Илларион неохотно спрятал пачку сигарет обратно. Тоже мне выискался борец за чистоту воздуха! Раньше курил при нем и хоть бы что, а тут сигареты мешают.
— В общем, убили одиннадцать армян-нелегалов, а от двенадцатого осталась одна рука и еще пакетик, где лежит двести тысяч долларов.
— Это они ему руку в назидание отсекли? Чтобы не блудил?
— Черт тебя возьми! Я тебе дело говорю, а ты мне шутки! Илларион, я не клоун, и тебе давно пора понять, что у меня плохое чувство юмора!
— С вашей работой, товарищ генерал, все допускаю. Не удивлюсь, если в следующий раз я загадаю желание, открою глаза и увижу вас в своей комнате.
Забродов хоть и чувствовал, что генерал сердится на него за неуместные шутки, но все не мог остановиться, словно собака какая цапнула.
— С каких это пор ты заделался юмористом, Забродов? — сухо спросил генерал.
— С тех пор, как начал работать в ГРУ.
Генерал Федоров насупился и замолчал.
«Должно быть, обиделся, — подумал Илларион. — Наверно, я перегнул палку. Но и он тоже хорош. Пришел без предупреждения, как будто у меня нет никаких дел. Я уже столько раз ввязывался в эти сомнительные авантюры, что когда-нибудь с этим надо покончить. Или у меня такое предназначение, что я каждый раз должен кого-то спасать и наказывать преступников, будучи обыкновенным гражданином?»
— Вот что Илларион. Дело нешуточное. За деньгами никто так и не пришел.
— Чья рука хоть?
— Неизвестно. Сорокин об это дело уже все зубы обломал. Ни свидетелей, ни улик, только двести тысяч долларов, порубленные тела и рука.
— Какой же интерес в этом деле у ГРУ? — усмехнулся Забродов. — Это работенка для МУРа.
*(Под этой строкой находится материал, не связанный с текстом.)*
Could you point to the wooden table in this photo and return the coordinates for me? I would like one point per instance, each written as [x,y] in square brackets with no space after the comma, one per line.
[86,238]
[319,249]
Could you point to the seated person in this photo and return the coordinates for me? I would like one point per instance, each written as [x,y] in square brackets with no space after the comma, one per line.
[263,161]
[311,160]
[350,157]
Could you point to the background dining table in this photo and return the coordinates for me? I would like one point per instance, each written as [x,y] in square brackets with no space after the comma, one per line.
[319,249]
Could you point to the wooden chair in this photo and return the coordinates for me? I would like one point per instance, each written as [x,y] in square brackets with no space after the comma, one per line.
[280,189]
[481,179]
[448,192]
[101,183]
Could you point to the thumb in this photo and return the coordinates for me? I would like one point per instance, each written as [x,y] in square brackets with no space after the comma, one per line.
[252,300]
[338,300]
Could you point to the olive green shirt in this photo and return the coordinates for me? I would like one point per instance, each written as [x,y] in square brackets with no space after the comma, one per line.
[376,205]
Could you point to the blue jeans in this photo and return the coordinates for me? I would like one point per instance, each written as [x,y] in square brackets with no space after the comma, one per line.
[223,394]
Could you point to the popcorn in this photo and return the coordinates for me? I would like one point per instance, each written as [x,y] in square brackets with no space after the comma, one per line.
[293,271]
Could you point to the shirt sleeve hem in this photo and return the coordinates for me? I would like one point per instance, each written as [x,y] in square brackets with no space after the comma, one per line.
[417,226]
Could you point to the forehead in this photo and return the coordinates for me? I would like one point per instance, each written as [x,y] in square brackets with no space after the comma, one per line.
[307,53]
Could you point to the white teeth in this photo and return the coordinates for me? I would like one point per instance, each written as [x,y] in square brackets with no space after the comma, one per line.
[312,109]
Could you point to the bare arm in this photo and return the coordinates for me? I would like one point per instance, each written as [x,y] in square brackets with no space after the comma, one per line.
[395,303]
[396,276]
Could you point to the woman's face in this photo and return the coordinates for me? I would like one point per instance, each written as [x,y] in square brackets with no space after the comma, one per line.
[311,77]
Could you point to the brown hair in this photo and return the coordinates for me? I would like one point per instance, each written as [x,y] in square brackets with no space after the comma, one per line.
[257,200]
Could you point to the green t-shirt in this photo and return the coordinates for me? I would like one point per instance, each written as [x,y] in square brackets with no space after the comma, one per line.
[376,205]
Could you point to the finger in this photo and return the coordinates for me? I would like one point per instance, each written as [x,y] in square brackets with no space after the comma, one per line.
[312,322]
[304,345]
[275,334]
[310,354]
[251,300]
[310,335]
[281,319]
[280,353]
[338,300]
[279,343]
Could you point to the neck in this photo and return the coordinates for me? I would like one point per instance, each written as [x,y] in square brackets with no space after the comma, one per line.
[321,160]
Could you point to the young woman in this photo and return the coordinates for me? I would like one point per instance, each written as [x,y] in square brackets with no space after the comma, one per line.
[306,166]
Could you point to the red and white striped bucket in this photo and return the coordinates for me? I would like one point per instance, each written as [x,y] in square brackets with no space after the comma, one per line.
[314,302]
— А вот здесь ты не прав, Илларион. ГРУ до всего есть дело. Часто только кажется, что преступление заурядное и не требует нашего вмешательства. Но никто просто так не станет убивать нелегалов. Тем более таким способом.
— Сорокин, бедняга, на коньяке с валидолом, наверно, сидит. Я-то думаю, чего он не звонит, да не заходит, а тут вот что оказывается…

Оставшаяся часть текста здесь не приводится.